Know What to Leave Alone
Just as important as knowing what to cut is knowing what to spare. Pruning the wrong plant at the wrong time can mean sacrificing next year's flowers. The most important group to avoid pruning now are shrubs that will bloom later in the summer on the growth they are currently producing. This includes many popular hydrangeas, like the panicle (Hydrangea paniculata) and smooth (Hydrangea arborescens) varieties, as well as butterfly bush (Buddleia).
Additionally, be cautious with summer-blooming shrubs that set their flower buds on old wood, such as oakleaf hydrangeas and some bigleaf varieties (Hydrangea macrophylla). Pruning these in June means you're cutting off the buds that would become this summer's flowers. The general rule is simple: if a shrub hasn't bloomed yet, wait until after it finishes its floral display before reaching for the pruners. For these plants, a late winter or early spring prune is usually the better choice.
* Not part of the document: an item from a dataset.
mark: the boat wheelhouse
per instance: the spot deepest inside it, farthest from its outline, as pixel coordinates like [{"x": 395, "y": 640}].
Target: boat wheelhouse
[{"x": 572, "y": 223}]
Simple Tools and Techniques for Success
You don't need a shed full of professional gear to get the job done. For 90% of June pruning, a clean, sharp pair of bypass pruners is your best friend. "Bypass" pruners act like scissors, making a clean cut that heals quickly. Anvil-style pruners, which crush the stem, can cause more damage.
Before you start, clean your pruner blades with a bit of rubbing alcohol or a disinfectant wipe. This prevents the spread of disease from one plant to another. When you make your cut, do so at a 45-degree angle just above a leaf node (the small bump on a stem where a leaf or new branch emerges). Angling the cut ensures water runs off, reducing the chance of rot.
Your main techniques will be:
* **Deadheading:** Simply snipping off spent flowers. This neatens the plant and encourages it to produce more blooms instead of seeds.
* **Thinning:** Removing entire stems at the base of the plant to open up its structure for better air and light penetration.
* **Shaping:** Cutting back stems to a desired height or shape to control size and promote bushier growth. This is where the "Chelsea Chop" falls.